Put Money Where Your Mouth Is, RSPO tells Palm Oil Buyers

Datuk Darrel Webber, Chief Executive Officer of RSPO at RT17

BANGKOK – As growers have already committed to tougher sustainability standards under the Roundtable on Sustainable Palm Oil (RSPO) system, it was now high time for buyers to do their bit and contribute to a sustainable palm oil industry by buying more sustainable palm oil, said RSPO Co-Chair Anne Rosenberg on Wednesday (6/11) during the RT17 event.

‘The growers have already committed to a much tougher standard…it is only fair and also absolutely necessary, that buyers now step up in a similar way,” Rosenberg said while closing the 17th Annual Roundtable Conference on Sustainable Palm Oil here.

“Put money where your mouth is, so to speak, and buy more sustainable palm oil,” she called on buyers.

The RT17 conference theme this year was “Shared Responsibilities: Converting Commitments into Actions,” and Rosenberg said that the organization has begun to tackle, to clearly define roles and responsibilities for all membership categories and how to ensure accountability in the spirit of shared responsibility.

“Not one stakeholder group can do it alone, we need to stop pointing fingers at one another and be more accountable,” she said.

She said that the recognition that making sustainable palm oil a norm was a collective responsibility, was what brought together the stakeholders to form the RSPO in the first place.

Coming from a Non-Governmental Organization, Rosenberg said that helping to raise awareness around sustainable palm oil is a way for NGO members to get more involved. She said that this was the NGO’s shares of responsibility.

“We all know sustainable palm oil is in desperate need for rebranding and part of this challenge is how to effectively communicate to consumers the sometimes very nuanced message that despite ongoing problems, supporting sustainable palm oil is actually a better approach for shifting the industry in the right direction than a total boycott,” she said.

Such a message, she added, would become more meaningful and credible when it comes from a social-environmental NGO rather than from a company as an industry actor.

She said that companies should also become more transparent and report on their progress in a consistent and measurable way.
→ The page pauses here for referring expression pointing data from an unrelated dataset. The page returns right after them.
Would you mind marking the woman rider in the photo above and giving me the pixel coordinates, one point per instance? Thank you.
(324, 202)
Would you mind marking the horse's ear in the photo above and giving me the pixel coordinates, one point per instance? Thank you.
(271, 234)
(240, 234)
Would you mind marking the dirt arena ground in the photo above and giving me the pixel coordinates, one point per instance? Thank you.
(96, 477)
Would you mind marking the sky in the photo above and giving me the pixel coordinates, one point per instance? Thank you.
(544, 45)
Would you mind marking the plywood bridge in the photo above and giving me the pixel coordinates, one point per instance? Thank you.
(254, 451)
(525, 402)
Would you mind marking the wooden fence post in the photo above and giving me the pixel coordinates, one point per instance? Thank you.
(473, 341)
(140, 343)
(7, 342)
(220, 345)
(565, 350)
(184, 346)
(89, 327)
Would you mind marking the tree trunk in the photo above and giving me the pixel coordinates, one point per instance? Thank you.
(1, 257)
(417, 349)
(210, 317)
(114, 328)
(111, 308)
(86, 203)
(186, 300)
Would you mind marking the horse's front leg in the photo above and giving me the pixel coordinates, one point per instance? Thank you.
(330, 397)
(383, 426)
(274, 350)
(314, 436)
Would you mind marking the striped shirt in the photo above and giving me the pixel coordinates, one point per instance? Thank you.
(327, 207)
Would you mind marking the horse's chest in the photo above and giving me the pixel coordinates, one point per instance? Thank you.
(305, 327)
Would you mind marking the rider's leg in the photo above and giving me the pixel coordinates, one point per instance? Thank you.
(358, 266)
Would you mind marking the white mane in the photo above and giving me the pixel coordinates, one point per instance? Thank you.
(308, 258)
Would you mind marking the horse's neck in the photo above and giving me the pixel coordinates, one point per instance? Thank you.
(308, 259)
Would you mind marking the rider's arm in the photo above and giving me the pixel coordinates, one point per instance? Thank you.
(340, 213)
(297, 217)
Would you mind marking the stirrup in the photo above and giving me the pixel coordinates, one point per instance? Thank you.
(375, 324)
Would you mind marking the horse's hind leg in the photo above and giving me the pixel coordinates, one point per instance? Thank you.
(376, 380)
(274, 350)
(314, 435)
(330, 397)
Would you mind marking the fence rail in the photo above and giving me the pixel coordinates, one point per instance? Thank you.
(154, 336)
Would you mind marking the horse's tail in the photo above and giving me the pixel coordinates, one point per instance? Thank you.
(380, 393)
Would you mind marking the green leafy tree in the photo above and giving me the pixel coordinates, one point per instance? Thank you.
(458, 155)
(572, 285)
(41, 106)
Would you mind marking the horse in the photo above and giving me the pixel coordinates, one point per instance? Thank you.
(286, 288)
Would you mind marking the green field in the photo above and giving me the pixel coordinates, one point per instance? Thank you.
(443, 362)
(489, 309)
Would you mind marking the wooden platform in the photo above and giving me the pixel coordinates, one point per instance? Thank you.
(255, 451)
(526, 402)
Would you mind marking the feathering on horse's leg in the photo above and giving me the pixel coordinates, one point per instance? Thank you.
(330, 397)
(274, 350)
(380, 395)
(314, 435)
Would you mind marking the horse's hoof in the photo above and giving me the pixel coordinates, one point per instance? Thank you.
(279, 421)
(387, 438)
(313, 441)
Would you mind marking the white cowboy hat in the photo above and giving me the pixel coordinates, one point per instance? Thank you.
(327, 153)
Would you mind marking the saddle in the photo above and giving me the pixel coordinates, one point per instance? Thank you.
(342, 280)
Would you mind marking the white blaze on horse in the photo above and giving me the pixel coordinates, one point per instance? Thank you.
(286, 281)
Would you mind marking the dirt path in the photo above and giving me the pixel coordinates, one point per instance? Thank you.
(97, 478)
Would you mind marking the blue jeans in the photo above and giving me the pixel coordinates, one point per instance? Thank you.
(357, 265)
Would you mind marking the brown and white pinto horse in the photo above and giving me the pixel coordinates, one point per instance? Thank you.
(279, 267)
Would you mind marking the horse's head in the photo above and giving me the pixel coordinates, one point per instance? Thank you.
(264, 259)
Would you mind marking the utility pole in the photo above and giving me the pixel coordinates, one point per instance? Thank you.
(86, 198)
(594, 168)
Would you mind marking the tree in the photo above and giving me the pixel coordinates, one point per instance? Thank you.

The RT17 conference that kicked open with a series of preparations meetings on Sunday (4/11) was then followed upon its closure by the 16th General Assembly of the RSPO. Among the main agenda of the general assembly meeting, this year is to vote on a new certification standard for smallholders.

Throughout the conference, calls for more inclusion of smallholders, who account for around 40 percent of world palm oil production, has been the war cry.